1. I know you're joking.
2. Looks like they do; their website is actually a lot more professional than I expected, good on them for that at least.

http://rsiamb.com/services/


----------



## Jim37F (Mar 21, 2017)

I believe it's called RSI because the parent company is "Rescue Services International"....I don't remember Rapid Sequence Intubation ever even mentioned in my EMT class, so I would be less than surprised if many of their EMTs connected that RSI with the name.....but in any case unless you consider taking someone to/from dialysis or doctors appointments or discharges from the hospital to the SNF to be "Rescues" then the name is still somewhat misleading in that regard lol because as gonefishing said, RSI Medic One is just another one of your typical IFT companies (I don't even think they're one of the dozens that claim backup 911s with Downey or whoever lol)


----------



## gonefishing (Mar 21, 2017)

RSI does have medics.  They took over Medic1 who were based out of San Dimas/Monrovia for years since around 1954.  They use to be a legitimate company.  Now its just a renal rodeo.

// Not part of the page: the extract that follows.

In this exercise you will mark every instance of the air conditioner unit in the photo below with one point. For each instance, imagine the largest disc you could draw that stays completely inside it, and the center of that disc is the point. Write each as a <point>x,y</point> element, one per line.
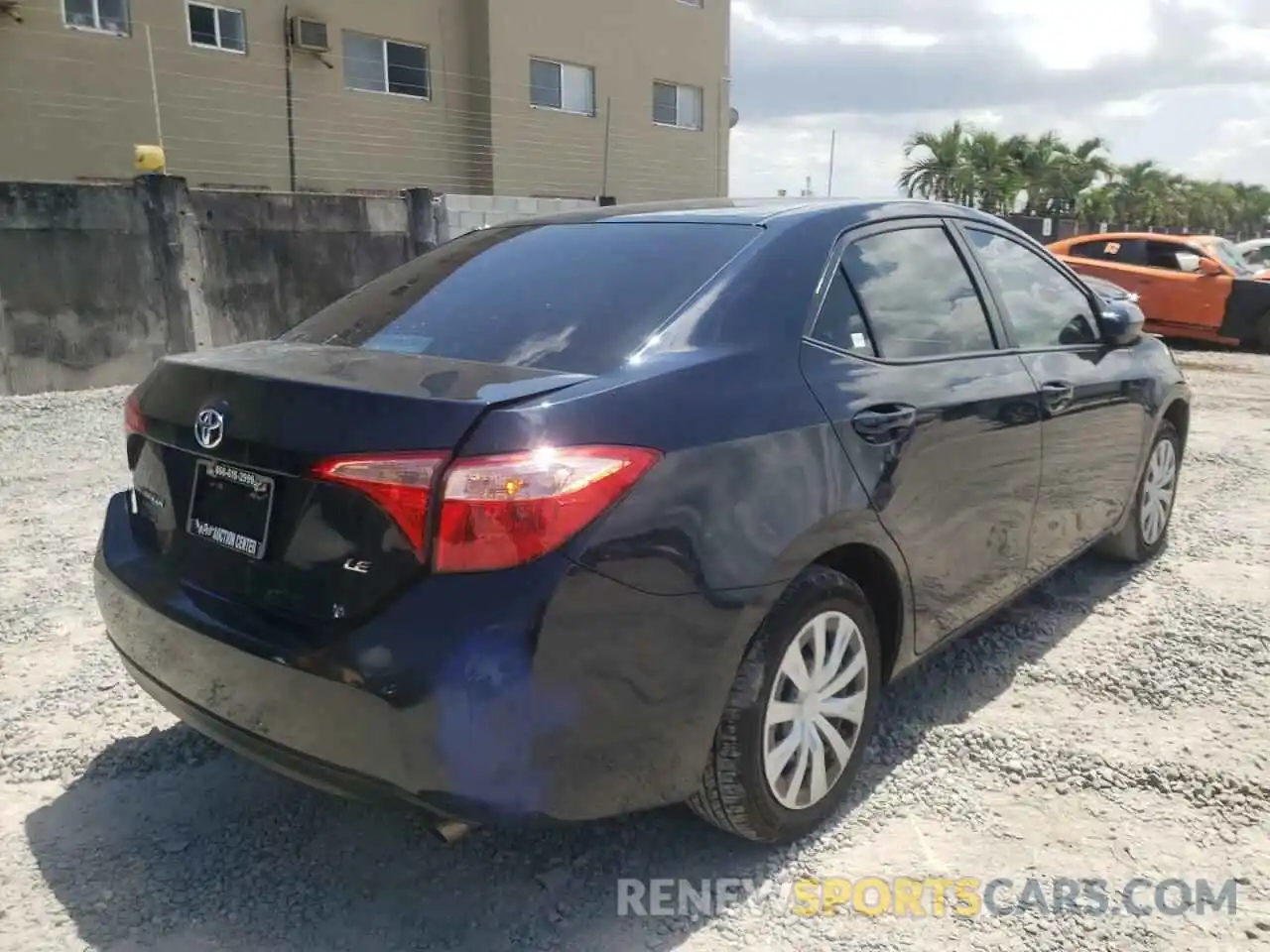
<point>309,36</point>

Sent from my SM-G920P using Tapatalk


----------



## EMT9396 (Mar 21, 2017)

one of the emts i did the ride along with said they back up one of the fire departments but i forgot which department and i didnt hear anyone going to back them up much less do a 911 call for them . so i wouldnt consider them to really be a 911 company . i was considering doing the IFT because they actually do all of the interacting with the patient and they gain a lot of patient care skills unlike in 911 calls where if there is much severity to the call then the medics do everything and you end up as the taxi . i was kind of looking for a place where i could use the skills i have learned .


----------



## VentMonkey (Mar 21, 2017)

EMT9396 said:


> *unlike in 911 calls where if there is much severity *to the call then the medics do everything and you end up as the taxi.


Is there? Crap, was I supposed to be doing stuff back there??


EMT9396 said:


> i was kind of looking for a place where i could use the skills i have learned .


So am I. When you find it, let me know.


----------



## gonefishing (Mar 21, 2017)

EMT9396 said:


> one of the emts i did the ride along with said they back up one of the fire departments but i forgot which department and i didnt hear anyone going to back them up much less do a 911 call for them . so i wouldnt consider them to really be a 911 company . i was considering doing the IFT because they actually do all of the interacting with the patient and they gain a lot of patient care skills unlike in 911 calls where if there is much severity to the call then the medics do everything and you end up as the taxi . i was kind of looking for a place where i could use the skills i have learned .


Than leave LA County.  Don't think like that.  You will interact with the patients and do something in a 911 setting.  Not much in LA county but hey its something.  If you want to be a real emt minus just a gurney van driver with a  emt card, go out of LA county.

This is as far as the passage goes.